NFL Is Better Off With Joshua Dobbs and the Vikings Going for It
The Vikings are ultimate proof that there are two totally disparate, but oddly parallel, conversations that happen in regards to an NFL team each year: 1) What is best for the organization, and 2) what is the best for each person in the locker room at a given moment who could care less about the holistically crafted 10-year business plan presented by some Harvard MBA during their front-office interview.
Minnesota continues to butt up against a theoretical ceiling. The best option for this franchise remains to tether itself to Kirk Cousins in the interim and to make marginal and affordable roster improvements that will not scramble the salary cap, in an effort to eventually find a safe landing space with a high-upside rookie passer on an affordable, nonguaranteed contract. There’s a theoretical idea of what can phase the Vikings out of what was an older team when Mike Zimmer was fired in 2021.
Then there is a much simpler version of the business plan under second-year coach Kevin O’Connell on Sunday: F--- it, we’re going to win a game with Joshua Dobbs, who still hasn’t been able to drop his bags off at the hotel after flying here from Arizona at the trade deadline.

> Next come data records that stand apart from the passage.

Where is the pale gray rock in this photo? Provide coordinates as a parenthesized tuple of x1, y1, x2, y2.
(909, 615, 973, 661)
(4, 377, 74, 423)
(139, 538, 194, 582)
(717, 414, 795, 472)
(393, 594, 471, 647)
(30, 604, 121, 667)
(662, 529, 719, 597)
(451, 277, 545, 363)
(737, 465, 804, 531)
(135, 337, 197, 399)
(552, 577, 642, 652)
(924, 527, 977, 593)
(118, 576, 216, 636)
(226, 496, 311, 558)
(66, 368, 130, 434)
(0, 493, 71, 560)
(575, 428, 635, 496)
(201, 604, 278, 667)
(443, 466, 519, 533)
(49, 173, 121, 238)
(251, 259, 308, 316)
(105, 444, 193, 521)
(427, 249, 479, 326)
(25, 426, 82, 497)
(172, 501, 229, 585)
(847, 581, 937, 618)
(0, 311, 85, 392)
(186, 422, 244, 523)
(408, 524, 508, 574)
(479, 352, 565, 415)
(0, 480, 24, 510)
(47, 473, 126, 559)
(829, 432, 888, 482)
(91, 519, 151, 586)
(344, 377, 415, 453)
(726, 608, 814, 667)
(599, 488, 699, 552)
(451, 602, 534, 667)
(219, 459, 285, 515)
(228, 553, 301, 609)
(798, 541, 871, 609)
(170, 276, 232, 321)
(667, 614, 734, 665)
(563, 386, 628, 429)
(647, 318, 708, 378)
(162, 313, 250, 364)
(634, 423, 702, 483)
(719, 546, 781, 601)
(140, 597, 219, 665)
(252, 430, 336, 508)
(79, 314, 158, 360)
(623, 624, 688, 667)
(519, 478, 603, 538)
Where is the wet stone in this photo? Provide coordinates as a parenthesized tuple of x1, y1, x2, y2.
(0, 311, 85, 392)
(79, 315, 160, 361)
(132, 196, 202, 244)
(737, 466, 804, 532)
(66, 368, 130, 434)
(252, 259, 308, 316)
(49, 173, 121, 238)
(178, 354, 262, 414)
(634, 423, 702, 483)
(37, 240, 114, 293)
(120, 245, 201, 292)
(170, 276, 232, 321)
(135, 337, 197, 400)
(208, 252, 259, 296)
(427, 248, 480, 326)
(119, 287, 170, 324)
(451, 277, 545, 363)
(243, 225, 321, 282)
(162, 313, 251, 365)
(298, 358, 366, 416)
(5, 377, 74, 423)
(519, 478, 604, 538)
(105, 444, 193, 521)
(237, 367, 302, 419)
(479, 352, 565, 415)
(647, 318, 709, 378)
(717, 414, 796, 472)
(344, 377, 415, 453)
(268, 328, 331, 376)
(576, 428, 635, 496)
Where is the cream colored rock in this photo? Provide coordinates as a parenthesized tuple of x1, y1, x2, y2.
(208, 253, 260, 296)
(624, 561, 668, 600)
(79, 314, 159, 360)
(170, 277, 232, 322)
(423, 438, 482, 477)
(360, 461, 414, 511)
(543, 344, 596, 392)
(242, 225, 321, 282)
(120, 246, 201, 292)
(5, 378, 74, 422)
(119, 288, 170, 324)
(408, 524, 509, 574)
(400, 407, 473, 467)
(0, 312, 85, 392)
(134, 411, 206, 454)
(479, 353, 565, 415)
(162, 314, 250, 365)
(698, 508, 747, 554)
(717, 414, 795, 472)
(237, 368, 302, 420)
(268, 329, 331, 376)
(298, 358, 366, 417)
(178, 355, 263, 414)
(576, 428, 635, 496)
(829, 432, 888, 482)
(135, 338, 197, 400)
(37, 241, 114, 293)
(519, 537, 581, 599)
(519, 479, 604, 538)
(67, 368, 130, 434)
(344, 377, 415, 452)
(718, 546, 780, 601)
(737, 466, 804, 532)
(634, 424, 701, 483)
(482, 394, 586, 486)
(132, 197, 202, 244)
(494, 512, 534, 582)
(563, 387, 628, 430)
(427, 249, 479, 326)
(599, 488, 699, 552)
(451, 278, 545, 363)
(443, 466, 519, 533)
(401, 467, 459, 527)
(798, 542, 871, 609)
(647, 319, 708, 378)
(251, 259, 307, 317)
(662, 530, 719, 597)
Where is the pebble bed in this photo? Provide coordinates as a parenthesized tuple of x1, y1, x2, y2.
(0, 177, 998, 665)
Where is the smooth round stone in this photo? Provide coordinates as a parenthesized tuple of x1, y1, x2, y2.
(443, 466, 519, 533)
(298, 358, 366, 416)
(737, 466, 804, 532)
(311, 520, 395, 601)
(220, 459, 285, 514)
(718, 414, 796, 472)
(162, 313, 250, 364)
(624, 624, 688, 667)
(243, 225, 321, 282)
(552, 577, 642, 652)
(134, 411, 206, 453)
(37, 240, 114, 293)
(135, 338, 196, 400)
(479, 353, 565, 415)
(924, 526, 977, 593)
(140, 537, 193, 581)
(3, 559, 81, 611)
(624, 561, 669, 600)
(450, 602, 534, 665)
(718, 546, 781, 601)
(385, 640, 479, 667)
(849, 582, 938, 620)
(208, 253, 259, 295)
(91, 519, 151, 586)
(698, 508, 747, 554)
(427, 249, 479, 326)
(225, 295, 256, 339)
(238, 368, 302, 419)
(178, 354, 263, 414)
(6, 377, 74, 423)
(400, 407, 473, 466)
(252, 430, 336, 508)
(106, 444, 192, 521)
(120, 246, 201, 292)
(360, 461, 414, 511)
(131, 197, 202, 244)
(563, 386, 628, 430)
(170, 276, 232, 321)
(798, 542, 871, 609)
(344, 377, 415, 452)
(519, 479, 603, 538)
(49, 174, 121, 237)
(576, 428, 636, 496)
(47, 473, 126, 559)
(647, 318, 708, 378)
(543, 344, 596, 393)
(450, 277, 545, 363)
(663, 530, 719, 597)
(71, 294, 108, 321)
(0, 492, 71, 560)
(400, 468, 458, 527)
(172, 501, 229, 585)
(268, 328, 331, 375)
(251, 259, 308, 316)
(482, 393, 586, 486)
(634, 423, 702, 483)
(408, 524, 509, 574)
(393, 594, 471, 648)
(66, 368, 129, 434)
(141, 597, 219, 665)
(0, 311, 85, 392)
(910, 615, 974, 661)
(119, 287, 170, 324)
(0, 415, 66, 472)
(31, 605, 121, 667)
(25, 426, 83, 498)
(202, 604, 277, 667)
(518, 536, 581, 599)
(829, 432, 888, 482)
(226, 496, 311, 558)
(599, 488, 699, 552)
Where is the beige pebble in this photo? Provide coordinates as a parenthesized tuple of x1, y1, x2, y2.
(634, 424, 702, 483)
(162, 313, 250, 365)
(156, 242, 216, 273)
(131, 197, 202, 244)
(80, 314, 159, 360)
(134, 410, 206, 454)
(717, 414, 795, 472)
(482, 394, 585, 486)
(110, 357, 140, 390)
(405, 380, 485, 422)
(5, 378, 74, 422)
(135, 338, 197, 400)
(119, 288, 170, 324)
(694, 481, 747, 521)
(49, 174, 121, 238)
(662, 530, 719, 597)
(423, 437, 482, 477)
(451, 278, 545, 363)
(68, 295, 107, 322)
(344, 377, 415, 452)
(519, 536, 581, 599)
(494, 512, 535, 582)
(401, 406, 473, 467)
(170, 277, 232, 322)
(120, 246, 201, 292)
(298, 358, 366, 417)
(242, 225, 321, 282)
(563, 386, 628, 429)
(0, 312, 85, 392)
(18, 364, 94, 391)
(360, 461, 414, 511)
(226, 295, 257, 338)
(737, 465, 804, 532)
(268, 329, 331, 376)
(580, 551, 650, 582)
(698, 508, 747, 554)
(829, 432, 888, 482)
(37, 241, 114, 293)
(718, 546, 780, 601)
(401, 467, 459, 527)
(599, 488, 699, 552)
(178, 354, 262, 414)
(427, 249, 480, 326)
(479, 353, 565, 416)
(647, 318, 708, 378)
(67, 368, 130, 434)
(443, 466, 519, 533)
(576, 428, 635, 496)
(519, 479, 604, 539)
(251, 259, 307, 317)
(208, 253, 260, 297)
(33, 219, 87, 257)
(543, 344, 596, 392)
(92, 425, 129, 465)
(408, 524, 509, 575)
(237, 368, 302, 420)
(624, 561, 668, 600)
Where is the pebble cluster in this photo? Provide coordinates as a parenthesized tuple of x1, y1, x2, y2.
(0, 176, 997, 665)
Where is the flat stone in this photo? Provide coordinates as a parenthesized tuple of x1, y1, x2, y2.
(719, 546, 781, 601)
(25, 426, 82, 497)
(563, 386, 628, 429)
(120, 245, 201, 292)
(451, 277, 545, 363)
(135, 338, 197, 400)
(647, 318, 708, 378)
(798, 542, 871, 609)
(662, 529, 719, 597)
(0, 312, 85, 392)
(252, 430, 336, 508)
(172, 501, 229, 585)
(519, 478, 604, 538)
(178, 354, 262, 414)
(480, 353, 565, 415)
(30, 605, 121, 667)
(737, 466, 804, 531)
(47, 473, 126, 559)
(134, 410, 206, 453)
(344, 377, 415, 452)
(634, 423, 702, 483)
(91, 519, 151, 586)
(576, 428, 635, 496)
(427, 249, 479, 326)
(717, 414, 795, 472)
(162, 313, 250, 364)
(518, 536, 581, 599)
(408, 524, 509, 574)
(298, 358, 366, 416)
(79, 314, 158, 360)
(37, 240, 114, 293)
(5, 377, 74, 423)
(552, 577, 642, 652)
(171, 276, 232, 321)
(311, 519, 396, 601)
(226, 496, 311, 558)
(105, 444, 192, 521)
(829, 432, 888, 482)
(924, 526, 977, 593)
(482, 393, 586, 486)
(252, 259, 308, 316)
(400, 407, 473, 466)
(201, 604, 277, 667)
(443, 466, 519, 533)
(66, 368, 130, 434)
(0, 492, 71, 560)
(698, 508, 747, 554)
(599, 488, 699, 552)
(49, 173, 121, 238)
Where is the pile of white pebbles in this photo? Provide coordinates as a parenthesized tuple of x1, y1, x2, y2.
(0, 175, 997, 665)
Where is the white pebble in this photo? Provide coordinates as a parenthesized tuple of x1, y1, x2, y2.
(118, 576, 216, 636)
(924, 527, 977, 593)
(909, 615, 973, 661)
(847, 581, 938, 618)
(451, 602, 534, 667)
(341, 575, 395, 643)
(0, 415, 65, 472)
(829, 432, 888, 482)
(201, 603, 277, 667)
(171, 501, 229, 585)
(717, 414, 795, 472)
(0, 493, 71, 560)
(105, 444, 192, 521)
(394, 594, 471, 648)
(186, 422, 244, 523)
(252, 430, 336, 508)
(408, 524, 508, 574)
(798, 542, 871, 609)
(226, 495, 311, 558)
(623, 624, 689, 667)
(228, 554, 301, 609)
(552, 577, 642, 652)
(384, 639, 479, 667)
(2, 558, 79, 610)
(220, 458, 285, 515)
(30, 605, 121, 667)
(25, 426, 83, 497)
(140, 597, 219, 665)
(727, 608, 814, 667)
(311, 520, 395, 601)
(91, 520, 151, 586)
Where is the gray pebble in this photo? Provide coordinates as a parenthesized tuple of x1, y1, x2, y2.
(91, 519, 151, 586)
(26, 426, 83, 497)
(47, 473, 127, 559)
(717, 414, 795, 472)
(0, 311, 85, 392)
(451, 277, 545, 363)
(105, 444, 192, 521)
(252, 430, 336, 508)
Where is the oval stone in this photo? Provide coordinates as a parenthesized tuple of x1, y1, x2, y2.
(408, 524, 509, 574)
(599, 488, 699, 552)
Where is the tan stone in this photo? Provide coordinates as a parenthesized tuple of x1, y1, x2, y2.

The Vikings’ stunning victory over the Falcons, which pushed the team to 5–4, inside the bubble of the NFC playoff race, is precisely what makes the NFL great. On paper, this was a team that needed to be torn down before last season, and in some more marginal ways, was heading in that direction anyway. In our grandest visions of the trade deadline this year, everyone not named Justin Jefferson and Jordan Addison was to be given away at Dollar General prices (which are, ridiculously, more than a dollar now by the way).
But this is a team that continues to win anyway. Last year, the Vikings did not inspire confidence despite a 13–4 record and a top-10 offense (at least in terms of less sophisticated, baseline statistics). Their historic performance in one-score games (11 wins and zero losses) and dreadful performances in losses that were not close, combined with a loss to the equally difficult-to-figure-out Giants in the playoffs, was far more of a red flag than an invitation to invest assets into this team immediately. This was supposed to be the year when the inversion of that luck manifested itself. After the team started 1–4, going—you guessed it—winless in one-score games, the front office seemed justified in its pronounced lack of aggression in free agency and its penchant for trading back in the draft.
Then came a stunning win over the 49ers, packaged with victories over the punchless Packers and adrift Bears. Cousins tore his Achilles just before the trade deadline, and the havers of both of those conversations, the what-is-best-right-now people and the what-is-best-long-term people, had to look at one another like Dale and Brennan at the beginning of Step Brothers and decide to become best friends (yes, we now have to call Dobbs “Nighthawk”).
How beautiful is it when a team, over the course of a few weeks, transitions from a poster child of good fortune to a poster child of resilience?
There was Jaren Hall slinging a wheel route to Alexander Mattison on his second drive. There was O’Connell choosing not to bury the rookie fifth-round pick in the run game, instead letting him pass on the vast majority of his snaps. There was Dobbs, after getting plugged for a safety on his first drive after replacing the injured Hall, after logging his first game-winning drive in his NFL career a few weeks ago, stomping down the field against one of the best pass defenses in football this year. There was Addison, making a catch of the year candidate as he was buried from behind by a surging defender.
When Dobbs slid his way out of Bud Dupree’s outstretched hands on fourth down, it should have been a message received from those of us who believe we can view a team from 30,000 feet and make decisions about what is best.
How beautiful is it that the Vikings are now making us question everything? What if last year wasn’t luck so much as it was a crash course in understanding this team’s identity? Minnesota could have trusted the common-sense notion that this team was not good enough at the deadline, but instead has given the locker room eight more chances to show us that maybe there could not have been a better plan all along than, F--- it, we’re winning with Dobbs.